Health officials in Michigan are reportedly urging state residents to stay indoors after numerous confirmed cases of the mosquito-borne virus Eastern equine encephalitis (EEE) in 22 horses, which has infected at least one human.
“EEE is one of the most dangerous mosquito-borne diseases in the United States, with a 33 percent fatality rate in people who become ill,” Michigan Department of Health and Human Services (MDHHS) said in a statement.
“People can be infected with EEE from one bite of a mosquito carrying the virus. Persons younger than age 15 and over age 50 are at greatest risk of severe disease following infection. More than 25 percent of the nation’s EEE cases last year were diagnosed in Michigan. The risk of bites is highest for people who work and play outdoors in affected areas,” the department said.
Officials announced that aerial treatment is underway in high-risk areas in at least 10 counties to prevent the spread of Eastern equine encephalitis. The health department also urged people to to cancel or postpone outdoor events that take place at or after dusk.
“MDHHS continues to encourage local officials in the affected counties to consider postponing, rescheduling or canceling outdoor activities occurring at or after dusk, particularly those involving children, to reduce the potential for people to be bitten by mosquitoes,” said Joneigh Khaldun, chief medical executive and chief deputy for health at the MDHHS, in a statement, according to USA Today.

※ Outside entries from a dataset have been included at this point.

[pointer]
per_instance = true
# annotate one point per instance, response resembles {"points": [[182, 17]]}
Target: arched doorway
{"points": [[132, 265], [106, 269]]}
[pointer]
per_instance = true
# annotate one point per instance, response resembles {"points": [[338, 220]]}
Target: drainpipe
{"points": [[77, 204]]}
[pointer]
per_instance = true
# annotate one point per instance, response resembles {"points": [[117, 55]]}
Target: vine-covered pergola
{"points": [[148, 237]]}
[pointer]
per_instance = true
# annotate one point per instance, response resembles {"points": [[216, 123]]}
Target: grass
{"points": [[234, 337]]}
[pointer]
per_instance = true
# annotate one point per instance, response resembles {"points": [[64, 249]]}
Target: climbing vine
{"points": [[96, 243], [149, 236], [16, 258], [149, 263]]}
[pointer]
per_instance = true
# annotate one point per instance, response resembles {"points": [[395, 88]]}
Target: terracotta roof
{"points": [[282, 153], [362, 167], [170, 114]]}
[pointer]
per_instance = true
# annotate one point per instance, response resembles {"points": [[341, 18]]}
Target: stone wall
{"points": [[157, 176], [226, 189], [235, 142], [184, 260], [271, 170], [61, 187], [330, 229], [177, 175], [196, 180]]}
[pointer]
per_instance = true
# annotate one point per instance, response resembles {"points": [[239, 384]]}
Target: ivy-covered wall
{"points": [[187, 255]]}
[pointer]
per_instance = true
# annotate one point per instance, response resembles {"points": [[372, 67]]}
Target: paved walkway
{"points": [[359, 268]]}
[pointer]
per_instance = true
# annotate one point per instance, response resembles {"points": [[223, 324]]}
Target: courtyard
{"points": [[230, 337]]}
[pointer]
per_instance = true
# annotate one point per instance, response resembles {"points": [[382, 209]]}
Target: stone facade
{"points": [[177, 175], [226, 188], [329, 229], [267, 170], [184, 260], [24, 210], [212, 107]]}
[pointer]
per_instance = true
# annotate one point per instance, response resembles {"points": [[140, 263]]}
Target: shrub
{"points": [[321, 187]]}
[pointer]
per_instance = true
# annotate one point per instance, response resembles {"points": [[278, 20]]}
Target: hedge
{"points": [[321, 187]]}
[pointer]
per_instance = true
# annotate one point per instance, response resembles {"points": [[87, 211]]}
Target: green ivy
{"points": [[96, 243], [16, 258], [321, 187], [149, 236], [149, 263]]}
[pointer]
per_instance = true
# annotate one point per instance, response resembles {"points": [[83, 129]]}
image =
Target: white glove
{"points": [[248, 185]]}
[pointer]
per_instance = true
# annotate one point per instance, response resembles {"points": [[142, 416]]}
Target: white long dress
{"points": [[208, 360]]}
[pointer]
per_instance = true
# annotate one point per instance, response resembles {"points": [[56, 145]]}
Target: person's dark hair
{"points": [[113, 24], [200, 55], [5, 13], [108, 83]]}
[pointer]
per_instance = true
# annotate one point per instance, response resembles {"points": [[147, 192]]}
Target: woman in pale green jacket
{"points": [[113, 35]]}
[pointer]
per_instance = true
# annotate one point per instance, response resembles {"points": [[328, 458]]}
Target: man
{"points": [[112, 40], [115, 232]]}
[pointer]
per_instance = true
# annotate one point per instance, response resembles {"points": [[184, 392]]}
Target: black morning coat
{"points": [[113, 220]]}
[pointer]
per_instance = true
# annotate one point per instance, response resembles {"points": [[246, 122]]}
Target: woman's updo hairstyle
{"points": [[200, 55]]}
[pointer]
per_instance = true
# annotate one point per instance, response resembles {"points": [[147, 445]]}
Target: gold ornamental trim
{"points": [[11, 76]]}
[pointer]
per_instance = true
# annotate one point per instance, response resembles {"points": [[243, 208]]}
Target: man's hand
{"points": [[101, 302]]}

“This suspected EEE case in a Michigan resident shows this is an ongoing threat to the health and safety of Michiganders and calls for continued actions to prevent exposure, including aerial treatment,” Khaldun said.
EEE infected 38 people in the U.S. last year, the highest rate since the U.S. Centers for Disease Control and Prevention (DCD) began tracking cases. “Signs of EEE infection include sudden onset of fever, chills, body and joint aches which can progress to a severe encephalitis, resulting in headache, disorientation, tremors, seizures and paralysis,” USA Today wrote.
In May, a couple months after COVID-19 began seeping across the U.S., reports emerged saying killer hornets from Asia had arrived in Washington state. The hornets kill upwards of 50 people in China and Japan each year, and they also attack honeybees, which pollinate the fruits and vegetables we eat.
Scientists expressed fear that the hornets, like the stink bugs that emerged in the U.S. several years ago, would soon spread across the nation.
In a 2006 paper on the insects, a team of Japanese doctors said the hornets are deadly to humans.
“In Japan, fatalities due to Vespa mandarinia (wasp) stings are estimated to range from 30 to 50 persons each year. Most victims appear to die from anaphylaxis or sudden cardiac arrest,” the doctors wrote, “while some of them die from to multiple organ failure including rhabdomyolysis, renal failure, liver dysfunction, respiratory failure, and disseminated intravascular coagulopathy.”
Those who died were stung an average of 59 times, while those who survived suffered around 28 stings, the doctors found.